Dans son rapport, la CRC constate « l’absence de contrôle sur ces prestations pour partie inexistantes ». Qu’en dites-vous ?
Ils ont été surpris que, sur le site de Ryanair, qui rappelons-le est un des sites les plus consultés au monde, la même photo de La Rochelle apparaisse sur les bannières ou les pop up. J’ai expliqué à la CRC que je pouvais effectivement envoyer d’autres photos mais on ne va pas changer l’offre de La Rochelle, ce qui est emblématique, ce sont ses deux tours. Paris communique bien sur la tour Eiffel… Puis, ils ont trouvé que l’on n’était pas assez regardant sur les analyses des campagnes marketing que Ryanair faisait. Mais mon contrôle se faisait sur les résultats et non sur la façon dont ils y arrivaient car ça n'était pas mon critère. Je ne regardais pas le nombre de clics sur une bannière mais bien le nombre d'arrivées de touristes à La Rochelle.
Combien de touristes ont été apportés via la campagne Ryanair ?
Ça se chiffre à plus de 100 000 touristes arrivés par an.
Que représente ce budget de 550 000 € au regard du budget de communication global de Charente Tourisme ?
C’est un budget important. Le budget global de Charente Tourisme, à la fois l’Office de tourisme des Vals de Saintonge et le fait que l’on soit sur deux départements, c’est un budget total de 6 millions d’euros. Le volet communication représente environ 700 000 € donc c’était un gros budget.
Pourquoi était-ce important d’investir sur les marchés étrangers ?
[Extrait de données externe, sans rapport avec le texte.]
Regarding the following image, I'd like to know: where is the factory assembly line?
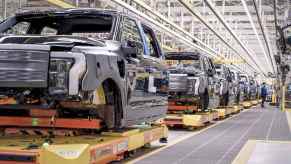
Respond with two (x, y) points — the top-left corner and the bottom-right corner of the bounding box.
(0, 0), (291, 164)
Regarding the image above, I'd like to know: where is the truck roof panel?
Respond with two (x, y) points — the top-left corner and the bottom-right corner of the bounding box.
(166, 52), (200, 60)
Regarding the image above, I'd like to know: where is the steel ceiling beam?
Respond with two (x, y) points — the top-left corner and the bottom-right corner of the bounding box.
(178, 0), (257, 71)
(241, 0), (275, 72)
(253, 0), (276, 73)
(132, 0), (218, 58)
(112, 0), (216, 57)
(204, 0), (266, 76)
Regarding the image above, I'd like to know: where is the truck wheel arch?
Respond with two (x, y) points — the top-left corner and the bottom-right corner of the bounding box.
(99, 78), (124, 128)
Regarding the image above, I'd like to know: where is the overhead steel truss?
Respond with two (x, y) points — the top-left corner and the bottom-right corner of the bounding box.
(178, 0), (257, 73)
(204, 0), (267, 76)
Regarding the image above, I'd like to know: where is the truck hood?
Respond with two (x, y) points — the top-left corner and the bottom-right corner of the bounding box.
(169, 67), (201, 75)
(0, 35), (106, 49)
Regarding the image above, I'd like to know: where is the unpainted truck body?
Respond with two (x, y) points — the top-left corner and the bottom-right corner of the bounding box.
(0, 9), (168, 128)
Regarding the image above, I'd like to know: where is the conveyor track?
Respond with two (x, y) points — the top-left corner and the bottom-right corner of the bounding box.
(137, 107), (291, 164)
Notre clientèle est composée de 85 % de Français et de 15 % d’étrangers. D’autres départements sont plutôt à 20-25 voire 30 % de part de clientèle étrangère. Donc notre volonté était de gagner des parts de marché à l’international parce que l’on sait que les clientèles étrangères ont tendance à davantage dépenser que la clientèle française. Il y a donc un intérêt économique. Puis, cette clientèle internationale est complémentaire de la française par rapport notamment au calendrier des vacances scolaires.